Since the Steelers are appearing in their seventh Super Bowl in a little more than seven days, it is fitting someone tries to talk with the one coach that has four rings.
Noll was not available, as it indicates in the story. He seemingly has moved on from football and is concentrating on his other interests during his retirement.
I agree Noll is one of the most underrated football coaches of all time. I believe he is overlooked because he had nine Hall of Famers on his teams in the late 1970s, when he won four titles in six years. Noll had to take all that talent and point it in the right direction. It's easy to have a lot of talent and still lose.
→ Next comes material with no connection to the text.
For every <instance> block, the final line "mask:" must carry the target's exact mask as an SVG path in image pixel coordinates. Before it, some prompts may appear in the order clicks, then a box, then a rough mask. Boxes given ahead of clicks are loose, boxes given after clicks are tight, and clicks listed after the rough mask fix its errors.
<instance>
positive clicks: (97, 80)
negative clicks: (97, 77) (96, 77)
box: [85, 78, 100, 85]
But I wonder whether the Steelers of that era could have been better. My father, a long-time Steelers season ticket holder and witness to the Immaculate Reception, second-guesses Noll all the time. He argues the Steelers could have won the Super Bowl in 1976, the year most experts believe the Steel Curtain defense was at its best.
Running backs Franco Harris and Rocky Bleier got injured in the divisional playoffs when the game was over. In the AFC Championship, the Steelers couldn't handle the Raiders with no running game. My dad argues, the team should not have been in a position to loose two starting running backs.
I wonder why Noll could not put together another great team after that six-year stretch. Of course, no one could expect him to draft another nine Hall of Famers. But the Steelers never competed on that high a level again during his tenure, appearing in only one AFC Championship after 1980 -- a loss to the Miami Dolphins in 1984.
I'm really nit-picking what is a great legacy. I could make similar arguments about the legacy of Bill Cowher, Noll's successor. He made only two Super Bowl appearances despite six AFC Championship appearances. And five of those games were at home.
Noll was a great coach, no question. One of the best ever. He was not the offensive genius like Bill Walsh. He also wasn't flamboyant like Bill Parcells or Mike Ditka. Noll was a great judge of talent. And maybe most important, he was exactly what that team needed. He determined how the Steelers could play their best and then got out of the way. He wanted the focus on the players.